Professor na unidade de Ciências Jurídicas da Unisinos, José Carlos Moreira da Silva Filho é dotado de muita simplicidade para lidar com as pessoas. Uma de suas marcas é o pano de fundo otimista que o acompanha. Na conversa que teve com a IHU On-Line, onde contou sua história de vida, ele se define como alguém que não consegue ficar muito tempo triste, embora fique, procurando sempre estar bem, ainda que isso signifique sofrimento. José Carlos se vê como uma pessoa transparente, espontânea e que tem sucesso apenas nas atividades que realmente gosta de fazer. “Meu defeito é achar que nunca tenho problemas, e isso é o que acontece com todo otimista”. Saiba mais sobre esse corintiano nascido em São Paulo, mas que teve Brasília como o principal palco de sua vida.

 

Origens e família – Nasci na cidade de São Paulo e saí de lá muito pequeno, com cinco anos de idade. Talvez o que trago de mais importante de lá é o fato de ser corintiano. Time a gente não escolhe, nasce com ele. Depois disso, morei três anos na cidade de Pelotas, aqui no Rio Grande do Sul, de onde saímos quando eu tinha oito anos de idade e nos mudamos para Brasília. Foi lá que vivi a maior parte da minha vida, minha adolescência e a parte mais final da infância. Minha mãe é de Porto Alegre e meu pai é baiano, mas foi criado em São Paulo. Ele é economista e trabalhou muitos anos na então Secretaria Especial de Informática do governo federal, em Brasília. Minha mãe é formada em Direito. Fez concurso para fiscal do trabalho e atuou durante um bom tempo nessa área. Em Brasília, se destacou em cargos como o de Delegada Regional do Trabalho, atuou no Ministério do Trabalho, e depois que se aposentou trabalhou como coordenadora do Conselho Nacional de Refugiados. Hoje meus pais estão aposentados e felizes, curtindo a neta, minha sobrinha, filha da minha única irmã.

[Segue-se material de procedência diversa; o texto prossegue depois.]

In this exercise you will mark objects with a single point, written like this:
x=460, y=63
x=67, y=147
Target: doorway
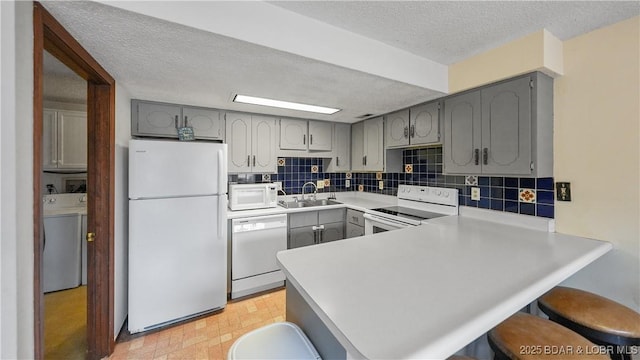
x=64, y=175
x=51, y=36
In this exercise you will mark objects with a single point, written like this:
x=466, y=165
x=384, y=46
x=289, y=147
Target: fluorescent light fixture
x=284, y=104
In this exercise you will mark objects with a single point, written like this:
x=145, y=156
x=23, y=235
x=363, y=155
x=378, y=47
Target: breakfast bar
x=425, y=291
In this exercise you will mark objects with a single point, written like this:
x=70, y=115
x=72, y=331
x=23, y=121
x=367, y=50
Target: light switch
x=563, y=191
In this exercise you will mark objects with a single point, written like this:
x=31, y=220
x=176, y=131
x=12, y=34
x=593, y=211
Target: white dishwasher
x=254, y=244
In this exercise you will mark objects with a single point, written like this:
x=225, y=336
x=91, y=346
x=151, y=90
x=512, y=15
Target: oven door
x=374, y=224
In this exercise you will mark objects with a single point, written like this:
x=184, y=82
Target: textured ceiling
x=450, y=31
x=61, y=83
x=164, y=61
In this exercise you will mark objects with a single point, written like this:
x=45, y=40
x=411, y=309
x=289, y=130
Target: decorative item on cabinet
x=156, y=119
x=504, y=128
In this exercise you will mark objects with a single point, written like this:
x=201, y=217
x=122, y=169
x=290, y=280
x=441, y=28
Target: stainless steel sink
x=307, y=203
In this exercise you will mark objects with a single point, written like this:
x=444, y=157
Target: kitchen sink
x=307, y=203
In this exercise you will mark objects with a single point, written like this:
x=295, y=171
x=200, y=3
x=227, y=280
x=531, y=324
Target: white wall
x=121, y=226
x=8, y=305
x=597, y=149
x=16, y=180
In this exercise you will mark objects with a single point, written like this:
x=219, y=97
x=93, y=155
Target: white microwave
x=252, y=196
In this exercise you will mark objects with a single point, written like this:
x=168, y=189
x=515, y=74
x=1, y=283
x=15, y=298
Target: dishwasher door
x=254, y=244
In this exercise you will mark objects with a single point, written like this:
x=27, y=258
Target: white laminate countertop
x=425, y=292
x=354, y=199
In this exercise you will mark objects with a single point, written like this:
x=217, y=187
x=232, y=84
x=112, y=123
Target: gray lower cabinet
x=501, y=129
x=156, y=119
x=315, y=227
x=355, y=223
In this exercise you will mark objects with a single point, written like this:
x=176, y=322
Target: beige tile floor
x=207, y=337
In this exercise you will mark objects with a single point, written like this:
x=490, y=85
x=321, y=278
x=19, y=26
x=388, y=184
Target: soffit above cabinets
x=362, y=57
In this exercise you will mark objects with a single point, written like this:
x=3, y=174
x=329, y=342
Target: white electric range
x=416, y=205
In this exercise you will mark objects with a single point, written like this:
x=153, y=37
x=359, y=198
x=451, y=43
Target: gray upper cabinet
x=298, y=134
x=419, y=125
x=251, y=143
x=341, y=159
x=163, y=120
x=206, y=123
x=64, y=140
x=357, y=146
x=320, y=135
x=367, y=152
x=501, y=129
x=293, y=134
x=462, y=134
x=506, y=117
x=397, y=128
x=373, y=145
x=424, y=124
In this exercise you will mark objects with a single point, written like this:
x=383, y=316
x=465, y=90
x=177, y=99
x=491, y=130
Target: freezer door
x=177, y=259
x=161, y=169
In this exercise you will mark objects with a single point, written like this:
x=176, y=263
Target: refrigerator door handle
x=222, y=172
x=222, y=217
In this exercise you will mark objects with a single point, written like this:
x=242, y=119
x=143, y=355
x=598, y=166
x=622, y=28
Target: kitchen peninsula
x=426, y=291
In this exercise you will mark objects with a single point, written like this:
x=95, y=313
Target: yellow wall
x=596, y=139
x=540, y=51
x=596, y=144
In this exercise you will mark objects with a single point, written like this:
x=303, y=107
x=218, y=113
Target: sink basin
x=308, y=203
x=321, y=202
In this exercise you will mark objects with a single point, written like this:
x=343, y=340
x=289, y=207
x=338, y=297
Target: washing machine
x=62, y=250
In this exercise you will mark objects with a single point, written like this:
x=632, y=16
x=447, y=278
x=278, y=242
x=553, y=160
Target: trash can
x=282, y=340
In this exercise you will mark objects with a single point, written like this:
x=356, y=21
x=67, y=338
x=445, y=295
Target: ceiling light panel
x=284, y=104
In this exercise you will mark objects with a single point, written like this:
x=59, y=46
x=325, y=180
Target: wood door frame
x=50, y=35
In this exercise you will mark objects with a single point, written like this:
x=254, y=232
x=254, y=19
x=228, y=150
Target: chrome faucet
x=315, y=189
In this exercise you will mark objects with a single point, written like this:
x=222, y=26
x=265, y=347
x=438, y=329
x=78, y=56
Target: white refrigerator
x=177, y=231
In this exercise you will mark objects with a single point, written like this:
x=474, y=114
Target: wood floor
x=208, y=337
x=65, y=324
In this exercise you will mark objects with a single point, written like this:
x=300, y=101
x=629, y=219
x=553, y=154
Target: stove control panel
x=443, y=196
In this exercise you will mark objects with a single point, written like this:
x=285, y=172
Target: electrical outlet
x=563, y=191
x=475, y=193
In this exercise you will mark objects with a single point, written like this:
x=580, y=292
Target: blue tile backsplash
x=497, y=193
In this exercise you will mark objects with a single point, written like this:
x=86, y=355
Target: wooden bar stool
x=603, y=321
x=527, y=337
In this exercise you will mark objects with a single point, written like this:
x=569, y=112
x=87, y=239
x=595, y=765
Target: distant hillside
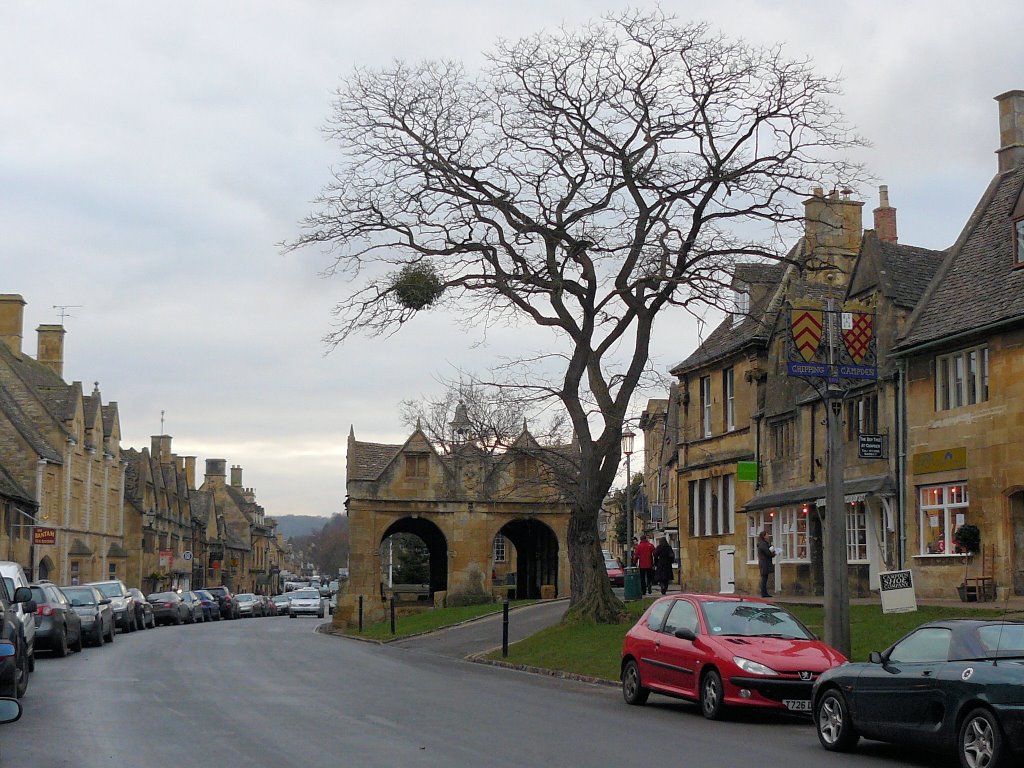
x=293, y=525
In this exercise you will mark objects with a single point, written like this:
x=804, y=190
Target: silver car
x=306, y=601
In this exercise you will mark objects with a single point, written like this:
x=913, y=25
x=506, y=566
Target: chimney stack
x=49, y=347
x=215, y=472
x=161, y=448
x=1011, y=150
x=11, y=321
x=885, y=217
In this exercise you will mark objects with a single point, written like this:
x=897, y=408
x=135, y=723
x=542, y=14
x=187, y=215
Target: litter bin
x=631, y=584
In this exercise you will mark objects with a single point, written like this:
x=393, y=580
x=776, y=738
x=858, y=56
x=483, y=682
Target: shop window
x=943, y=509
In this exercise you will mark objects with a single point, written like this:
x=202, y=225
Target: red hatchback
x=723, y=650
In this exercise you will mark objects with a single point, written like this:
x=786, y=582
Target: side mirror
x=10, y=710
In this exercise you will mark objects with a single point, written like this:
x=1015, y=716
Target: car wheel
x=633, y=690
x=832, y=717
x=981, y=743
x=712, y=695
x=60, y=644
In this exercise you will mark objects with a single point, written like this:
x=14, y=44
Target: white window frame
x=962, y=378
x=729, y=394
x=706, y=406
x=945, y=501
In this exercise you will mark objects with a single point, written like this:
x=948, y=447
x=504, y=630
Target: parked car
x=228, y=605
x=306, y=600
x=281, y=601
x=948, y=686
x=211, y=608
x=143, y=610
x=10, y=708
x=195, y=606
x=13, y=578
x=58, y=628
x=122, y=602
x=615, y=573
x=168, y=607
x=14, y=669
x=249, y=604
x=723, y=651
x=94, y=610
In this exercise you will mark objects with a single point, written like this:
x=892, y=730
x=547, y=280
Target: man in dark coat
x=765, y=557
x=664, y=557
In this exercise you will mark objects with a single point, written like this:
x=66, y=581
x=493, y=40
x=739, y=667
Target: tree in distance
x=583, y=181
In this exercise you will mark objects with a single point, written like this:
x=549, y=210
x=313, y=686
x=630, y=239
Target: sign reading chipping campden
x=871, y=446
x=44, y=537
x=896, y=588
x=832, y=342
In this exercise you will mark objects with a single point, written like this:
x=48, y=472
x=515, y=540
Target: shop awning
x=853, y=491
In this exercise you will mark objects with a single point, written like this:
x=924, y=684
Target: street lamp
x=628, y=436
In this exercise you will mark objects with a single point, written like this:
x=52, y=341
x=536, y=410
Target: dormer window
x=1019, y=243
x=740, y=303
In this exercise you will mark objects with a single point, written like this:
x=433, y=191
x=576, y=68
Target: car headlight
x=753, y=668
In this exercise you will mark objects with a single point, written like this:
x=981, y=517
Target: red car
x=615, y=573
x=722, y=651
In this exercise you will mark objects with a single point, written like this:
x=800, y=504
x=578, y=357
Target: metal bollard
x=505, y=628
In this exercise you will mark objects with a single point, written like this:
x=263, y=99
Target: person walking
x=664, y=557
x=766, y=555
x=643, y=558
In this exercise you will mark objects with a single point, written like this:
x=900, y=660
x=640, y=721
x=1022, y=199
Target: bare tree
x=584, y=181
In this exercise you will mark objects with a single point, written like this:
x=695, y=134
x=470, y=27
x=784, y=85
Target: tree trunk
x=592, y=598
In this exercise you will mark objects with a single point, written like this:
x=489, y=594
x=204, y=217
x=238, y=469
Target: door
x=727, y=569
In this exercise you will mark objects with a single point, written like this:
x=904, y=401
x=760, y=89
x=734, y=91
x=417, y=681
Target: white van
x=13, y=576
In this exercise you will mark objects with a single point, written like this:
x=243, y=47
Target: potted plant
x=967, y=541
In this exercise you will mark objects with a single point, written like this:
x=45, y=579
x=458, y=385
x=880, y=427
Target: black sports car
x=955, y=684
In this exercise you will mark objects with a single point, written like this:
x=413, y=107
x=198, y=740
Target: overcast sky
x=153, y=155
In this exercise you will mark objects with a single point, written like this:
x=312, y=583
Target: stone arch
x=537, y=555
x=428, y=532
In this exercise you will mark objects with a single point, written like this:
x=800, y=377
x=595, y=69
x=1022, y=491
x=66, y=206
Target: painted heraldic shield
x=858, y=336
x=806, y=324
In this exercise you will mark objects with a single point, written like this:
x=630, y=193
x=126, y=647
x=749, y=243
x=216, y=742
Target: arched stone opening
x=536, y=556
x=434, y=542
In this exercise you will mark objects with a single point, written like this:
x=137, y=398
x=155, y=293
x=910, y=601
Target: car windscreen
x=80, y=596
x=752, y=620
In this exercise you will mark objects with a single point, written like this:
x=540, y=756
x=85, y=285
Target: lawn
x=427, y=621
x=594, y=650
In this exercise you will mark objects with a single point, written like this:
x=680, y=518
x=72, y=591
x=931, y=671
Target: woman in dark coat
x=664, y=557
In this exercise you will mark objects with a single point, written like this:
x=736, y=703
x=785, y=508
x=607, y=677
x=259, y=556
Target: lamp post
x=628, y=436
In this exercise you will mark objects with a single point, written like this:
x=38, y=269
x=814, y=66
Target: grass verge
x=594, y=649
x=428, y=621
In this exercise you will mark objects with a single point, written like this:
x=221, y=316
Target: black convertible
x=956, y=684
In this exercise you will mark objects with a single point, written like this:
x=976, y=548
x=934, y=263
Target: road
x=273, y=692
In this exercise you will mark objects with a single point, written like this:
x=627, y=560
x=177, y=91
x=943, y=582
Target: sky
x=154, y=157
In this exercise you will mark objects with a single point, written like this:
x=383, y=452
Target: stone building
x=459, y=504
x=962, y=366
x=60, y=448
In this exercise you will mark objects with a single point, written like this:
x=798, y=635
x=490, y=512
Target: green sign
x=747, y=471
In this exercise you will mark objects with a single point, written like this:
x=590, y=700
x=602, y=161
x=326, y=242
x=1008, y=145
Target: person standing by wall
x=643, y=558
x=766, y=556
x=664, y=557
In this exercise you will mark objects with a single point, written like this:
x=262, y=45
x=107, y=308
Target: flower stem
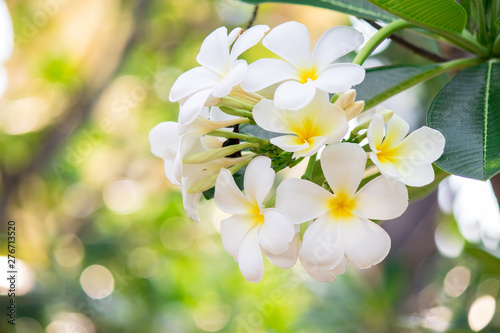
x=378, y=38
x=310, y=167
x=424, y=76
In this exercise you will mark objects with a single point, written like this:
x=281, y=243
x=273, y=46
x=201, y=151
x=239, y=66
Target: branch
x=412, y=47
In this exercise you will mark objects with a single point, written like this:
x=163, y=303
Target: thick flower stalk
x=252, y=227
x=308, y=129
x=301, y=72
x=342, y=226
x=405, y=158
x=219, y=72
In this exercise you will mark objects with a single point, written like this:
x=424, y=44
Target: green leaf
x=380, y=79
x=467, y=112
x=417, y=193
x=358, y=8
x=444, y=15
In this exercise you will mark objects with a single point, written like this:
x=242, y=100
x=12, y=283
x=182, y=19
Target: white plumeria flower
x=6, y=43
x=219, y=72
x=409, y=159
x=252, y=226
x=167, y=143
x=310, y=128
x=302, y=73
x=342, y=227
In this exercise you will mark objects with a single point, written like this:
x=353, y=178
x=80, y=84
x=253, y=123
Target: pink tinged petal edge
x=343, y=165
x=193, y=106
x=192, y=81
x=289, y=143
x=322, y=246
x=315, y=144
x=259, y=179
x=335, y=43
x=270, y=118
x=397, y=129
x=366, y=243
x=228, y=196
x=293, y=95
x=302, y=200
x=288, y=258
x=375, y=133
x=233, y=78
x=338, y=78
x=266, y=72
x=277, y=231
x=248, y=39
x=250, y=258
x=291, y=42
x=233, y=230
x=382, y=199
x=214, y=52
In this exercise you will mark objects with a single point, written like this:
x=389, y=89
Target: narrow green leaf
x=358, y=8
x=444, y=15
x=467, y=112
x=380, y=79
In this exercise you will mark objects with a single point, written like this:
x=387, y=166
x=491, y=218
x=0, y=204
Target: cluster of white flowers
x=205, y=149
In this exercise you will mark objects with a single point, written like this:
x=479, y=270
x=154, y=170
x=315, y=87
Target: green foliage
x=444, y=15
x=359, y=8
x=467, y=112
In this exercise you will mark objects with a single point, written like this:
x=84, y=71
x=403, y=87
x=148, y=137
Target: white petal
x=397, y=129
x=291, y=42
x=425, y=144
x=233, y=230
x=382, y=199
x=233, y=78
x=317, y=274
x=266, y=72
x=366, y=243
x=315, y=144
x=259, y=178
x=288, y=258
x=290, y=143
x=302, y=200
x=293, y=95
x=190, y=201
x=385, y=167
x=343, y=165
x=248, y=39
x=250, y=258
x=339, y=77
x=193, y=106
x=322, y=244
x=228, y=196
x=375, y=133
x=192, y=81
x=270, y=118
x=335, y=43
x=231, y=38
x=414, y=173
x=277, y=231
x=164, y=136
x=214, y=52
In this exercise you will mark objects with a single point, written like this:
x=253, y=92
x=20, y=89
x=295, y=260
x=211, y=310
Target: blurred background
x=103, y=241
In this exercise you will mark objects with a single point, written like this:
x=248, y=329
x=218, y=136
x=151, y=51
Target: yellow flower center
x=308, y=73
x=341, y=206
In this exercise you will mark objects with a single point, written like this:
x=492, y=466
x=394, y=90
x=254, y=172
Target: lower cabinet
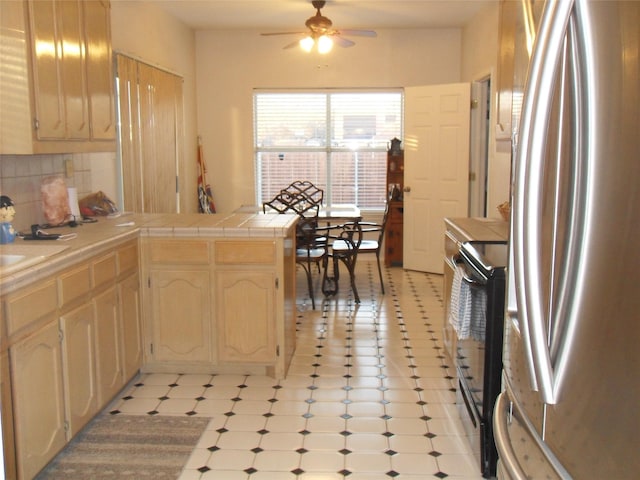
x=109, y=361
x=219, y=305
x=38, y=399
x=246, y=317
x=73, y=343
x=130, y=315
x=181, y=316
x=78, y=329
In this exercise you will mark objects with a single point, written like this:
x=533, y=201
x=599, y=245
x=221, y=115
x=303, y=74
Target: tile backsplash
x=21, y=176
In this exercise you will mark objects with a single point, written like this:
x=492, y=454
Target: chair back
x=292, y=202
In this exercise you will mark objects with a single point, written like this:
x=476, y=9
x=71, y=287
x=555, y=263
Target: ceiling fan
x=321, y=33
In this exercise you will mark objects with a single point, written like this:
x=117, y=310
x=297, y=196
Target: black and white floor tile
x=369, y=395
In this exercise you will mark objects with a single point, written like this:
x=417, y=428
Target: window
x=336, y=139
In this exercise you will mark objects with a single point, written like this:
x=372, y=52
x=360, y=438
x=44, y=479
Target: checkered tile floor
x=369, y=395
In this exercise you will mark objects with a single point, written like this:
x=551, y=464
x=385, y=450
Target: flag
x=205, y=197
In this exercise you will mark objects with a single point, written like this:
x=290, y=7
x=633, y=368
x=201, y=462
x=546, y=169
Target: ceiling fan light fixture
x=307, y=43
x=325, y=44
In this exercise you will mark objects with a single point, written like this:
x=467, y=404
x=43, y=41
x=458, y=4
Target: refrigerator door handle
x=528, y=192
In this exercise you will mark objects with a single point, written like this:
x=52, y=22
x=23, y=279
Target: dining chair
x=344, y=243
x=307, y=189
x=375, y=245
x=311, y=249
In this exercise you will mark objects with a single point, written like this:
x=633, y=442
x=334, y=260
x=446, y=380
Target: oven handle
x=459, y=260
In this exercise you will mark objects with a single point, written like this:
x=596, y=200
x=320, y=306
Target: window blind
x=336, y=139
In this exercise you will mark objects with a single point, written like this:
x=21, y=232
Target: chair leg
x=380, y=271
x=351, y=266
x=307, y=270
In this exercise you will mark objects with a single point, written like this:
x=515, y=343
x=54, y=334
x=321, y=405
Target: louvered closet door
x=153, y=151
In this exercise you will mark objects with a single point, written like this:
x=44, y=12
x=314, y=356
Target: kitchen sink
x=15, y=257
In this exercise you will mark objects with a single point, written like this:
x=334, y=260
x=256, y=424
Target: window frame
x=328, y=149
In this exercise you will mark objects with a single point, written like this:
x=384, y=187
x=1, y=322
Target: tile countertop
x=91, y=238
x=484, y=229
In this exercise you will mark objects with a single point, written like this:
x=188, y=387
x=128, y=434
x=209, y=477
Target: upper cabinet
x=56, y=77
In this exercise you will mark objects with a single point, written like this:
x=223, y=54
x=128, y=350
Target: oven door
x=479, y=360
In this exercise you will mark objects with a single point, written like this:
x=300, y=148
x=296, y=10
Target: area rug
x=128, y=446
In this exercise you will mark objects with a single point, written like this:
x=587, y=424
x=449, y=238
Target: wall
x=21, y=176
x=146, y=32
x=230, y=64
x=479, y=59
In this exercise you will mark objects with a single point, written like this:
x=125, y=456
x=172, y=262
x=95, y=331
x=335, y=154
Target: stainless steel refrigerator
x=570, y=406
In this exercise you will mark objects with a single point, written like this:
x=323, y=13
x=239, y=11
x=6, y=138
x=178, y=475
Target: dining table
x=328, y=215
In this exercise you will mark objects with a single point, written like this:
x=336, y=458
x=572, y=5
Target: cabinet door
x=99, y=69
x=38, y=399
x=108, y=333
x=6, y=404
x=180, y=316
x=245, y=314
x=131, y=325
x=74, y=76
x=79, y=354
x=47, y=69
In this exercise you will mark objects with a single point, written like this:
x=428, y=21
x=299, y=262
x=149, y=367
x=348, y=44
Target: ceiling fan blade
x=291, y=45
x=342, y=42
x=281, y=33
x=358, y=33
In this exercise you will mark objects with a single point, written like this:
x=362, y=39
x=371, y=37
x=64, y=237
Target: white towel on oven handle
x=467, y=308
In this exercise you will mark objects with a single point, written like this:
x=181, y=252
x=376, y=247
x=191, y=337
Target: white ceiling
x=290, y=15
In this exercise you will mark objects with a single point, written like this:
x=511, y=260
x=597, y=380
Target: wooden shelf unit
x=393, y=236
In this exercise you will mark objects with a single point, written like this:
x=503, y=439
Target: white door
x=436, y=169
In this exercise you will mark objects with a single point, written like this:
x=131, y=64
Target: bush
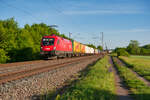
x=122, y=52
x=3, y=56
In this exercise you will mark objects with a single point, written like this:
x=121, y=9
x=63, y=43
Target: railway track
x=15, y=75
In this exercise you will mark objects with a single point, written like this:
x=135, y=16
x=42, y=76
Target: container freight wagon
x=56, y=46
x=76, y=48
x=95, y=51
x=82, y=49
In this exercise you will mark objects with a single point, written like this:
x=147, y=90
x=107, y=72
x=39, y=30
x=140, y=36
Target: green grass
x=141, y=65
x=139, y=90
x=141, y=57
x=97, y=84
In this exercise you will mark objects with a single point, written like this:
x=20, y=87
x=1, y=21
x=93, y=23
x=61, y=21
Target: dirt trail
x=140, y=77
x=121, y=90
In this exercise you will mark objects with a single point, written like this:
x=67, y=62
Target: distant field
x=141, y=57
x=140, y=64
x=97, y=85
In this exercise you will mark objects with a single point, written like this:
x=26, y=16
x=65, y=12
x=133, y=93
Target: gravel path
x=26, y=88
x=121, y=90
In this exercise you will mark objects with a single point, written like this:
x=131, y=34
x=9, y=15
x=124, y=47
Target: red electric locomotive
x=55, y=46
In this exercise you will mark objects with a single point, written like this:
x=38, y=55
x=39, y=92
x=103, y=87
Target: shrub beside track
x=139, y=90
x=139, y=65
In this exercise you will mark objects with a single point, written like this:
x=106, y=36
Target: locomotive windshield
x=48, y=41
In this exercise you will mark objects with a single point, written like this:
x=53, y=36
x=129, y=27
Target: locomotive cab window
x=48, y=41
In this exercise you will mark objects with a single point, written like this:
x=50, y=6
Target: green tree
x=100, y=47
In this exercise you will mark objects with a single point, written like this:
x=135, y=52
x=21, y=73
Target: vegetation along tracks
x=10, y=76
x=138, y=88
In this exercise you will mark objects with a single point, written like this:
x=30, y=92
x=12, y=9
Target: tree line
x=22, y=44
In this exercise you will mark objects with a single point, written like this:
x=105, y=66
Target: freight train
x=55, y=46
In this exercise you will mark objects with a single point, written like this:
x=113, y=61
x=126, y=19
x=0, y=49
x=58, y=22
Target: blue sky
x=119, y=20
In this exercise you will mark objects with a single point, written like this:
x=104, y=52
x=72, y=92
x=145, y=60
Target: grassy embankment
x=97, y=84
x=139, y=90
x=140, y=64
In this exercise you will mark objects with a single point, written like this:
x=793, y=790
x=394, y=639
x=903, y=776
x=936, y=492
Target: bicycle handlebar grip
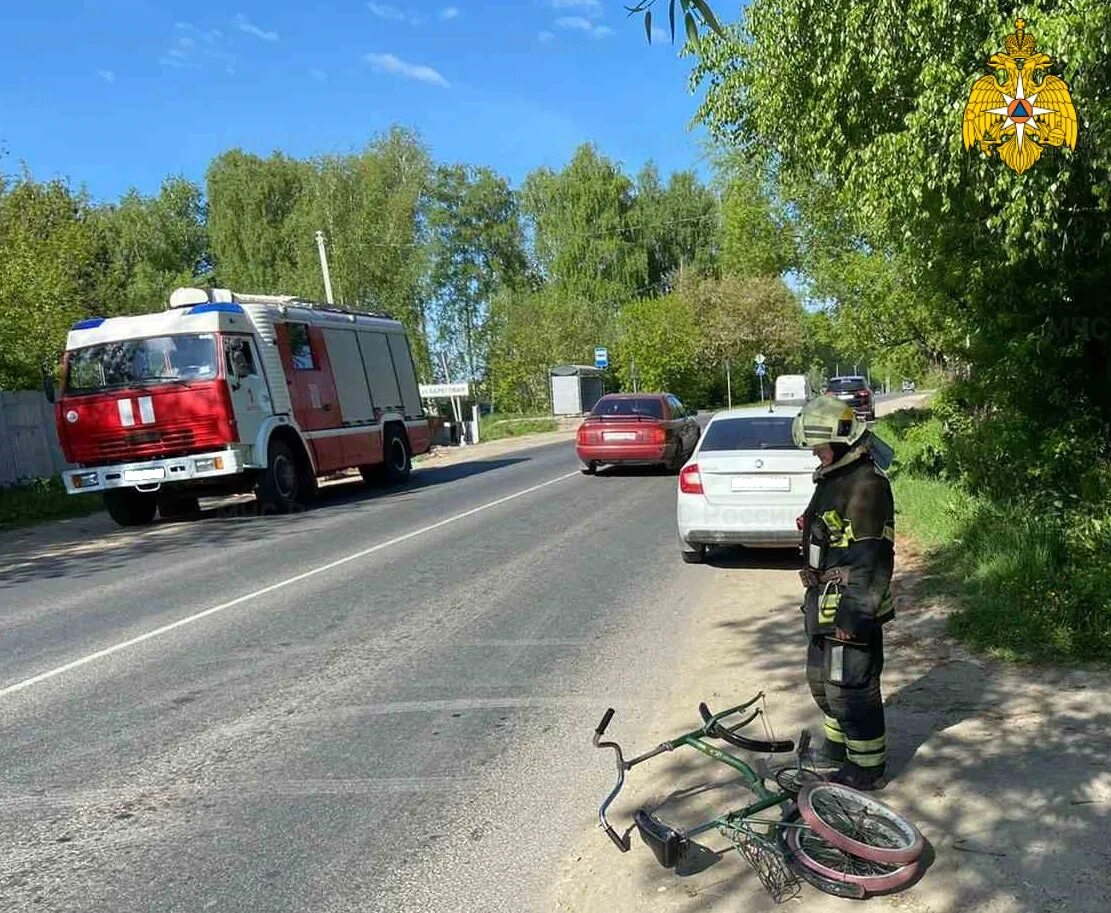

Formação – Sempre gostei de estudar. Em Pelotas, onde me alfabetizei, estudei num colégio católico, o São José. E lá, na época, estava passando o filme Marcelino, Pão e Vinho, onde o menino falava com Cristo na cruz. Eu fiquei fascinado por aquele filme e queria entrar a qualquer custo na capela para falar com Cristo. Acabei me revelando um rapaz indisciplinado para os padrões do colégio e saí de lá para um outro, em Pelotas ainda, de onde guardo muitas boas lembranças. Foi uma infância muito feliz que tive naquela cidade. Depois, em Brasília, continuei meus estudos num colégio não confessional, com um nível muito bom, onde fiz grandes amigos e onde também conheci meu primeiro amor. Fiz o segundo grau no Colégio Marista de Brasília e logo que terminei prestei vestibular para Direito e entrei na UnB. Durante minha faculdade tive o primeiro contato com a pesquisa, com o professor que hoje é o reitor da UnB, José Geraldo de Sousa Junior, que me orientou e me incluiu num projeto que desenvolve até hoje por lá, que é o direito achado na rua, sobre o qual até dei uma entrevista para a revista de vocês. O que posso perceber na minha formação, de modo geral, é que fui estimulado a ler e escrever. Sempre gostei de poesia e redação. No colégio onde estudei o primeiro grau tinha o Caderno de Ouro. O aluno que fizesse a redação mais bonita, escrevia seu texto nesse caderno. Lembro que o meu objetivo era esse. Meu pai sempre gostou muito de música e leitura e ele sempre me estimulou.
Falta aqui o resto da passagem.